AHA Today

AHA Member Spotlight: Paul Vauthier Adams

Julie-Irene Nkodo | Feb 12, 2014

AHA members are involved in all fields of history, with wide-ranging specializations, interests, and areas of employment. To recognize our talented and eclectic membership, AHA Today features a regular AHA Member Spotlight series.       

Member-Spotlight-AdamsPaul Vauthier Adams is a professor emeritus at Shippensburg University. He currently lives in both Pennsylvania and Mindanao, Philippines, and has been a member of the AHA since 1972.

Current school and alma mater/s: PhD, SUNY, Buffalo; professor emeritus, Shippensburg University

Fields of interest: comparative world history, agricultural and demographic themes (mostly western Europe and Southeast Asia)

When did you first develop an interest in history?

In the 6th grade, during elementary school.

What projects are you working on currently?

Two books: Born Global, Global Still: The Philippines in World History and History before History (i.e. global history before c. 3000 BCE).

Have your interests changed since graduate school? If so, how?

From western Europe, I went global in teaching and research. I developed a second field in Southeast Asia.

Is there an article, book, movie, blog etc. that you could recommend to fellow AHA members?
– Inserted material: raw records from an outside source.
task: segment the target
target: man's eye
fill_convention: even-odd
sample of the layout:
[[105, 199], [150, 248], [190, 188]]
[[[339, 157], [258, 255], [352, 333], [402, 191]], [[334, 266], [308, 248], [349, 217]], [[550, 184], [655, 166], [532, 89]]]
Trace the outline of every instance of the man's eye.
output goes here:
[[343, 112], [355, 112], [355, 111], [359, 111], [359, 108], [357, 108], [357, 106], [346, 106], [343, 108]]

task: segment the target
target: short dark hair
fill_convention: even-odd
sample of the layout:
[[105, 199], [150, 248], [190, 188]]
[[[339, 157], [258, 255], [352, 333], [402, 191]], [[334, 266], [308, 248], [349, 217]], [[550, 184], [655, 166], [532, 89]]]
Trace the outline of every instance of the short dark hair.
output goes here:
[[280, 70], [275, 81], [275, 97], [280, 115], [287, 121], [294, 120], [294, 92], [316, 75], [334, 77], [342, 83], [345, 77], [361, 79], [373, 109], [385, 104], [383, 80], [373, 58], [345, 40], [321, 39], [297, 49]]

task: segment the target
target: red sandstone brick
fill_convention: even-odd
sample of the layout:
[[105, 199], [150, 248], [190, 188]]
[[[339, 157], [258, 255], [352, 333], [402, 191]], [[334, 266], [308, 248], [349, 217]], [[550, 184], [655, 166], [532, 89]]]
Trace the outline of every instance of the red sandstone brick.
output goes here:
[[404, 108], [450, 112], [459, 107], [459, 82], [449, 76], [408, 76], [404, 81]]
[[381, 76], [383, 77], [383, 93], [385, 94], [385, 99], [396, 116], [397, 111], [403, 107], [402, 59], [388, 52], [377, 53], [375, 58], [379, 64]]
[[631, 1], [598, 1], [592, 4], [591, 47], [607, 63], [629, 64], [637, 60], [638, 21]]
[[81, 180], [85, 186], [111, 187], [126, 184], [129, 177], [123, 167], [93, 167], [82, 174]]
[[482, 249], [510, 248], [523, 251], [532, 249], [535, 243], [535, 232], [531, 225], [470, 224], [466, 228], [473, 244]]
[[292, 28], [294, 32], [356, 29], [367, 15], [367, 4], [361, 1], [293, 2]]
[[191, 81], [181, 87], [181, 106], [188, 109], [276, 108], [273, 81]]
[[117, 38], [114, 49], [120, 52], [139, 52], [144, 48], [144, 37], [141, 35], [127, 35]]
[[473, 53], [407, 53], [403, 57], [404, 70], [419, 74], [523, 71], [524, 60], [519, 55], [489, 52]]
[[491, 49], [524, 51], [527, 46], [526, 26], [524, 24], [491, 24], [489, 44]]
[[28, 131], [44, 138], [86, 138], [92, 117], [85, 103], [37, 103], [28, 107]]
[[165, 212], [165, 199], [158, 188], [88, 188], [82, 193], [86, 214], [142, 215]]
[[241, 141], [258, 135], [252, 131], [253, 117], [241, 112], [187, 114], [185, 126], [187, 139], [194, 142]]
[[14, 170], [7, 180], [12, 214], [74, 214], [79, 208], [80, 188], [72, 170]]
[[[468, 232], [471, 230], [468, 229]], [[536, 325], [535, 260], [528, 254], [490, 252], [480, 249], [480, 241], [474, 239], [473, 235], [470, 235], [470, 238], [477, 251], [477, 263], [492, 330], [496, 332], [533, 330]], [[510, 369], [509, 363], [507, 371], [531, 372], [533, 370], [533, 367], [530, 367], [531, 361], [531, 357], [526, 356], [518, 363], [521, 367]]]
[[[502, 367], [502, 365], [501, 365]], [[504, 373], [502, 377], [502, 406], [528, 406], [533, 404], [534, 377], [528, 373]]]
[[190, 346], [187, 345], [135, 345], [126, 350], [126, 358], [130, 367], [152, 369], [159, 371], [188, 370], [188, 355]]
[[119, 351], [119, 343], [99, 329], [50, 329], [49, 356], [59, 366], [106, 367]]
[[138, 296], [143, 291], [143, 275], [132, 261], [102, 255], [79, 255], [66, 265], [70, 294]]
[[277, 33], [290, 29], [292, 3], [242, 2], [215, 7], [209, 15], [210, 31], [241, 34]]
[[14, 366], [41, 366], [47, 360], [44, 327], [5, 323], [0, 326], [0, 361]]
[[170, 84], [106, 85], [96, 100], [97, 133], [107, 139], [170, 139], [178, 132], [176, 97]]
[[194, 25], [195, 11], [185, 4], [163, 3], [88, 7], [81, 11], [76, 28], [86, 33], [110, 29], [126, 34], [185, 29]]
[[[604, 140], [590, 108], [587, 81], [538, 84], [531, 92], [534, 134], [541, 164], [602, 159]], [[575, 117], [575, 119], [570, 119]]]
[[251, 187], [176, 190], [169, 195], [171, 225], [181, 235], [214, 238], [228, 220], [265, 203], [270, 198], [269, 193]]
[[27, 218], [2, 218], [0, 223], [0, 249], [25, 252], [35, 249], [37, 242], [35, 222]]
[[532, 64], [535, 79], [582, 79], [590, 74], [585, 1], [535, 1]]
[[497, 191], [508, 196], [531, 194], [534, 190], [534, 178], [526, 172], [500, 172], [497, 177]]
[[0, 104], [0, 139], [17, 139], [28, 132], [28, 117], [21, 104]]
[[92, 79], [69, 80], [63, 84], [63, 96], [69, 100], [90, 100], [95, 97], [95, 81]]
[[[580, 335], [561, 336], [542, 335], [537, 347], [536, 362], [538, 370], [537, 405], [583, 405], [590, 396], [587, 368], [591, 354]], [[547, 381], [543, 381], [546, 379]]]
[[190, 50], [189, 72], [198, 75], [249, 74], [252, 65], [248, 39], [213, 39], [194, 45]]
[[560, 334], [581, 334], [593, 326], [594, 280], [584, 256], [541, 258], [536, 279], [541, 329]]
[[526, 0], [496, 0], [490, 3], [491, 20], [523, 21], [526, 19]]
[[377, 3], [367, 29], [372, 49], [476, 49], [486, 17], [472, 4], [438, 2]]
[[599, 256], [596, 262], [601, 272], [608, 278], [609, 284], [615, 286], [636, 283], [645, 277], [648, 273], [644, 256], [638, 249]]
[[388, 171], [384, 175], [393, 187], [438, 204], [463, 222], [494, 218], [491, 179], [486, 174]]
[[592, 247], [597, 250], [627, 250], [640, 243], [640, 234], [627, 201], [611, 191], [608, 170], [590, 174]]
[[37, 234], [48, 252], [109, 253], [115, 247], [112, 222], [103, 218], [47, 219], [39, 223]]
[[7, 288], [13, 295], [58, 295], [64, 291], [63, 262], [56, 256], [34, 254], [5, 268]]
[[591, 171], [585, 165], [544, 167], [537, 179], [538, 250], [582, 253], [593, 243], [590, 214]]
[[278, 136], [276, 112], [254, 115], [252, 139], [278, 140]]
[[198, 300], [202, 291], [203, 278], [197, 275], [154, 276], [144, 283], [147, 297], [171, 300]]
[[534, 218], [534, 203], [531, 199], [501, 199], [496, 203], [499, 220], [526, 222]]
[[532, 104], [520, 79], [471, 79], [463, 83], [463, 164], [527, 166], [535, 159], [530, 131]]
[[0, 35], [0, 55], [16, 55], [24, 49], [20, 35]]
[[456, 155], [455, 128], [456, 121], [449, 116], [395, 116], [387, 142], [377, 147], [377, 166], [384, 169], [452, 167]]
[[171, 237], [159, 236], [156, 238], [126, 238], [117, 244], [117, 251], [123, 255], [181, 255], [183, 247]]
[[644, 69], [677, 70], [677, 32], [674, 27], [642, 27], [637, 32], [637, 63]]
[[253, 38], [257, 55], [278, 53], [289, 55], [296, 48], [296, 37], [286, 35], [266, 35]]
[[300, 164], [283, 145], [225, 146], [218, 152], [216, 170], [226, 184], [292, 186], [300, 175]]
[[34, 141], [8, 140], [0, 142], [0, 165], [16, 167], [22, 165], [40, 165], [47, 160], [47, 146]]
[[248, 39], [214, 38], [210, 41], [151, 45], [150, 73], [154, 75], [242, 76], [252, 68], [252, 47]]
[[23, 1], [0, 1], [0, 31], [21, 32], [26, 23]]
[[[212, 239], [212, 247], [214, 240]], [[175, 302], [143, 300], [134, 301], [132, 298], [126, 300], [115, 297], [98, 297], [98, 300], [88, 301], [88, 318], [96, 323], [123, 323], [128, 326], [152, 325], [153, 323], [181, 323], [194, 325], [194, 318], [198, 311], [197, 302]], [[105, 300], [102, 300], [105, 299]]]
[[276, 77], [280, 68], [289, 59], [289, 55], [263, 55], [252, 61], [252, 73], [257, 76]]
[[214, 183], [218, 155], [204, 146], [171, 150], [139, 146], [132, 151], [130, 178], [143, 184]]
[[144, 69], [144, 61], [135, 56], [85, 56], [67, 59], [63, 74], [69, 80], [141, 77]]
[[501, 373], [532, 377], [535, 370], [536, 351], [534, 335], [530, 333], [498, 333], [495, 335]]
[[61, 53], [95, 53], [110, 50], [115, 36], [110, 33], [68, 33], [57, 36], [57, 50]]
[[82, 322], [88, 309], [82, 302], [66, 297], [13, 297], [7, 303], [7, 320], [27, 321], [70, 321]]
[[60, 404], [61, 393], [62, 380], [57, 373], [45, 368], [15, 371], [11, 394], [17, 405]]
James C. Scott, The Art of Not Being Governed: An Anarchist History of Upland Southeast Asia (New Haven, CT: Yale University Press, 2009).

What do you value most about the history profession?
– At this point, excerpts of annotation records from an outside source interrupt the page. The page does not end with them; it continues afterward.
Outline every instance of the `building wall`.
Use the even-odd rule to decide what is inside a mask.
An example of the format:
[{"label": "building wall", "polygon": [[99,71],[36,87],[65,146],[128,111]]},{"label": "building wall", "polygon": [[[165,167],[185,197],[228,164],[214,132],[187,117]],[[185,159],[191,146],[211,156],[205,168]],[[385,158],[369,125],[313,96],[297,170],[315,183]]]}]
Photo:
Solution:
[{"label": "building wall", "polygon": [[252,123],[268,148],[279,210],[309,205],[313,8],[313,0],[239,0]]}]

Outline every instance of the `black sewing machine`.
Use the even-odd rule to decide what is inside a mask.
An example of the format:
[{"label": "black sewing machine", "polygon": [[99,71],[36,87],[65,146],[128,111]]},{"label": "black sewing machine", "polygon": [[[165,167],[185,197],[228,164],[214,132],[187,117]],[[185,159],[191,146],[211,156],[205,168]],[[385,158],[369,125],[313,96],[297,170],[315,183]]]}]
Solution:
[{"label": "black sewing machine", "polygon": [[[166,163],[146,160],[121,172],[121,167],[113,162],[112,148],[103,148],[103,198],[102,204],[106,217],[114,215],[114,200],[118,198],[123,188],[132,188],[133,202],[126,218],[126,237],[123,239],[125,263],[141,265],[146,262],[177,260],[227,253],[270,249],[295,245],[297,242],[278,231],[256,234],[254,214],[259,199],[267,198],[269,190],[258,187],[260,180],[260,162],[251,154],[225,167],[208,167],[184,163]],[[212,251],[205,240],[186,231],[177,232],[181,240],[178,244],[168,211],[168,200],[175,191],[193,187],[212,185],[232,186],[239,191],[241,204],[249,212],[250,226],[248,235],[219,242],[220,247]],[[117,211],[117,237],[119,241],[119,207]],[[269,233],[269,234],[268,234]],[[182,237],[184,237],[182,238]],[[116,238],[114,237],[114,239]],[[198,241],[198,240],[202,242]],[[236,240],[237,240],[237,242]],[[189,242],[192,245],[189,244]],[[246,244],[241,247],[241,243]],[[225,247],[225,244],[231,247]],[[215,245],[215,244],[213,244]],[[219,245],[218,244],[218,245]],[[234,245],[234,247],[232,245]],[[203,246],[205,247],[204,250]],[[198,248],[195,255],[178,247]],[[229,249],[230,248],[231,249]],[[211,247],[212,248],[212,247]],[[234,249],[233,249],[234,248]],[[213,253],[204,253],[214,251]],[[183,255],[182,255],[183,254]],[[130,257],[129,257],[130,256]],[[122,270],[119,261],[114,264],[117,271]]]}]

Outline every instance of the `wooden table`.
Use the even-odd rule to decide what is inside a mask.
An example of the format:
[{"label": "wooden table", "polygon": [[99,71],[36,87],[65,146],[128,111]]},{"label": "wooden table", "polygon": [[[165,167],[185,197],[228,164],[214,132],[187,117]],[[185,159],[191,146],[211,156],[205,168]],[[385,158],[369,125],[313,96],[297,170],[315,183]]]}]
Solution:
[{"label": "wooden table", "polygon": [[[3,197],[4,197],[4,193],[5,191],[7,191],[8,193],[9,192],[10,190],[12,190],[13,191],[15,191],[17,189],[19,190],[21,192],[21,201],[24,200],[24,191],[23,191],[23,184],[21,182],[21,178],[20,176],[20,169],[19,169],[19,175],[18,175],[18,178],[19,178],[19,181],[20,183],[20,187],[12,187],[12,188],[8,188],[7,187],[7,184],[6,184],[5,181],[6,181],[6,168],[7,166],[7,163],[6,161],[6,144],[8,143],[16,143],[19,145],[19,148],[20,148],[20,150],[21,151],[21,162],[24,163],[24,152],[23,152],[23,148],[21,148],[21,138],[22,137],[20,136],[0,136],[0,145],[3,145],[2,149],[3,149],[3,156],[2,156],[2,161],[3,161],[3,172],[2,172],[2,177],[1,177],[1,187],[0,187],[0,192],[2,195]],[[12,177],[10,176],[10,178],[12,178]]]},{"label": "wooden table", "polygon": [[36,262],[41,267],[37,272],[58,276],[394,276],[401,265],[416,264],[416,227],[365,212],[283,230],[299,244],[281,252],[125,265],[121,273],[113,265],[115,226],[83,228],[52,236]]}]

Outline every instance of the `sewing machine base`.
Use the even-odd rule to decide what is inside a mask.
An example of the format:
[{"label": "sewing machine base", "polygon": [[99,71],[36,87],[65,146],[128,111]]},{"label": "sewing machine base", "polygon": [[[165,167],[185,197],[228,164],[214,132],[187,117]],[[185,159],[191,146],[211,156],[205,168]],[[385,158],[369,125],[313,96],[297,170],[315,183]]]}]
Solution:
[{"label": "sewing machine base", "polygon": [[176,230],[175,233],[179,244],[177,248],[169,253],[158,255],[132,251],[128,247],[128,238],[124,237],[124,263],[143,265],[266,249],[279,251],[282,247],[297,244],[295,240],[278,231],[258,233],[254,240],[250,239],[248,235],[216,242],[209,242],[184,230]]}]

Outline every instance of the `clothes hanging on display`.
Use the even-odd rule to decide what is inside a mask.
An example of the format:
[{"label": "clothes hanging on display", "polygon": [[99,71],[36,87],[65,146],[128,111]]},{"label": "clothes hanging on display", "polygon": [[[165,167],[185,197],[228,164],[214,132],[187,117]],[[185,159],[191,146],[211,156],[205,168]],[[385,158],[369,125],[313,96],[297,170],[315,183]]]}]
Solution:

A shared appreciation of good teaching and good writing.

Do you have a favorite AHA annual meeting anecdote you would like to share?

At the 1976 meeting I found Eugen Weber’s book, Peasants into Frenchmen, and was so taken by it that I telephoned him, at the meeting, and he graciously met me to talk about it over coffee.

Other than history, what are you passionate about?  

Farming, carpentry, raising children, social and environmental issues.

Any final thoughts?

Great profession, wish I had written more while teaching.

This post first appeared on AHA Today.